A ces nouvelles réjouissantes pour notre Région et pour l’emploi, se mêle pourtant un constat amer. Amer face à votre silence et celui de votre Gouvernement quant au devenir de la filière énergie en France.
Ce mardi 8 décembre se tiendra le comité central économique de l’entité Steam de Général Electric, qui acte la destruction de 240 emplois à Belfort. Ce énième plan social viendra grossir les rangs des 568 salariés déjà sacrifiés dans la cité du Lion dans une indifférence quasi totale.

A l’heure où le territoire du Creusot est mis à l’honneur, je vous demande de ne pas oublier Belfort.

La filière nucléaire de GE y est hautement stratégique puisqu’elle conçoit la turbine Arabelle, qui équipe nos centrales nucléaires et notre futur EPR. Elle fait la fierté de toute une région et confirme l’excellence du savoir-faire des Belfortains.

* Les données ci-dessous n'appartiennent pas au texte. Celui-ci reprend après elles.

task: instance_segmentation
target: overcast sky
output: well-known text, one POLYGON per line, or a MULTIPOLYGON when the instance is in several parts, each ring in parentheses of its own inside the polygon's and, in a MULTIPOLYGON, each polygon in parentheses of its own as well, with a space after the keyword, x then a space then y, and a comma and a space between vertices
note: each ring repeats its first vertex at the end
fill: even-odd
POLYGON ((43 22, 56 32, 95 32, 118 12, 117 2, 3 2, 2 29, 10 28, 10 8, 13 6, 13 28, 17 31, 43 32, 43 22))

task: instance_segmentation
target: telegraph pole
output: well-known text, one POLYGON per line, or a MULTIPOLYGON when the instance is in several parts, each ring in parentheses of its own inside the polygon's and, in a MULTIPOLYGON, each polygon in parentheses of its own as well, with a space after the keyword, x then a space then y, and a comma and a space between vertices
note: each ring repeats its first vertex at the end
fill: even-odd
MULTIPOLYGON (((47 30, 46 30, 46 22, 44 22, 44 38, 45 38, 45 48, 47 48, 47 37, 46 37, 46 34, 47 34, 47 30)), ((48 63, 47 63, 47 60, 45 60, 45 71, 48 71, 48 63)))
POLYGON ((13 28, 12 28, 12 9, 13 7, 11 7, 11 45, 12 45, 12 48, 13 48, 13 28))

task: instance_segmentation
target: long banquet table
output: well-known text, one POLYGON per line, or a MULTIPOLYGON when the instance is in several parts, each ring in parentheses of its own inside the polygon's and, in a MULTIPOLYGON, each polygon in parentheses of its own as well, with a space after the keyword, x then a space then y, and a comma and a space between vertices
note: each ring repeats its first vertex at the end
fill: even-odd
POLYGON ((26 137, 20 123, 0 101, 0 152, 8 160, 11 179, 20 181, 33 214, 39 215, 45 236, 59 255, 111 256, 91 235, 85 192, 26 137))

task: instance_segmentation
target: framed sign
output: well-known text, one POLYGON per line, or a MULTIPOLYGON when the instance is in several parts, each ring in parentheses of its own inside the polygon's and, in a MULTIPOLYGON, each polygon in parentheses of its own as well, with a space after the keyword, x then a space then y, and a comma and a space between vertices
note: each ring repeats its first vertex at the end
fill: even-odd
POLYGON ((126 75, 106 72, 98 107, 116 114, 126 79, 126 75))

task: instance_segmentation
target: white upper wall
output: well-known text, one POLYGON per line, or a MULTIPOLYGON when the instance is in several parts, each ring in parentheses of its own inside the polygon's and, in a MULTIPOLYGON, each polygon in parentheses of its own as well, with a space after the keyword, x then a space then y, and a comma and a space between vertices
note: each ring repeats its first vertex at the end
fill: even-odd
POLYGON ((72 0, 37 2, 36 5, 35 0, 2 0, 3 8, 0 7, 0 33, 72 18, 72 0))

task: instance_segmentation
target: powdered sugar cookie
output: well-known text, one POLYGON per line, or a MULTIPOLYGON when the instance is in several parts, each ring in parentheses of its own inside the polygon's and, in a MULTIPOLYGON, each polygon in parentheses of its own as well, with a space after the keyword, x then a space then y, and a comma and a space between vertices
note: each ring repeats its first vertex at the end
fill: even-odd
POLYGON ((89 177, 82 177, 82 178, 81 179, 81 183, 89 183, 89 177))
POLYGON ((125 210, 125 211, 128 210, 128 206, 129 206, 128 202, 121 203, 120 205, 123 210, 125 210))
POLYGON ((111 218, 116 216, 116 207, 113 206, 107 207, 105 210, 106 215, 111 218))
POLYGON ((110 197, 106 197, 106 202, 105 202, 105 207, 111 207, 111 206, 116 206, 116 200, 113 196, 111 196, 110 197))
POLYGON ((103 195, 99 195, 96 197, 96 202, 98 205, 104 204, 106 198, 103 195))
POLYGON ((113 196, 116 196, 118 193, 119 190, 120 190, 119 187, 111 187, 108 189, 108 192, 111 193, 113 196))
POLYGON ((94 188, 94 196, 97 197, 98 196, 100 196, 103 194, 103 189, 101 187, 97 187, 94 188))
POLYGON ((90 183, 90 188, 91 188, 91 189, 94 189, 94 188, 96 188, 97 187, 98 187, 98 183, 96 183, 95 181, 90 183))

Aujourd’hui, General Electric a tous les outils de la transition énergétique : les turbines à combustible notamment les turbines hydrogène qui ne sont qu’une évolution des turbines à gaz, le nucléaire, l’hydroélectricité, les réseaux, l’électrification et la conversion d’énergie ou la capacité d’intégration. Autant de métiers uniques et qu’il faut quoiqu’il en coûte sauvegarder.

Pourtant, Général Electric par le démantèlement successif de ses filières est en passe de casser cet outil industriel.

Pour que la France reste maitresse de son approvisionnement énergétique, il faut recréer un champion énergéticien français.

C’est pourquoi je plaide pour que FRAMATOME, dont l’actionnaire majoritaire est EDF, se porte acquéreur de l’ensemble de la branche énergie de GE.

Défendre Belfort, Grenoble, Boulogne Villeurbanne en tant qu’individualité n’est plus pertinent face au diktat de géant américain. L’unique solution pour protéger l’intégralité de la filière énergétique française, ses emplois et ses savoir-faire, est une prise de contrôle public.

L’autonomie énergétique de notre pays passera inévitablement par un mix énergétique intégrant massivement le développement de l’hydrogène vert. Le nord Franche-Comté, est en passe de réussir ce pari en structurant une filière hydrogène grâce à un écosystème mature fédérant l’ensemble des acteurs : industriels, chercheurs, syndicats de salariés, collectivités locales. Mais ce n’est qu’avec l’appui massif de l’Etat que nous parviendrons à développer et accélérer ces projets synonymes de diversification et de relocalisation industrielle.

Sans votre intervention, nous assisterons à la destruction massive d’emplois et de compétences uniques au monde. Les intérêts de notre pays et la filière française de l’énergie sont en jeu. Nous attendons un acte fort de votre part !

Dans l’espoir de pouvoir m’entretenir avec vous sur ce sujet qui m’anime depuis plusieurs mois, je vous prie d’agréer, Monsieur le Président, l’expression de ma très haute considération.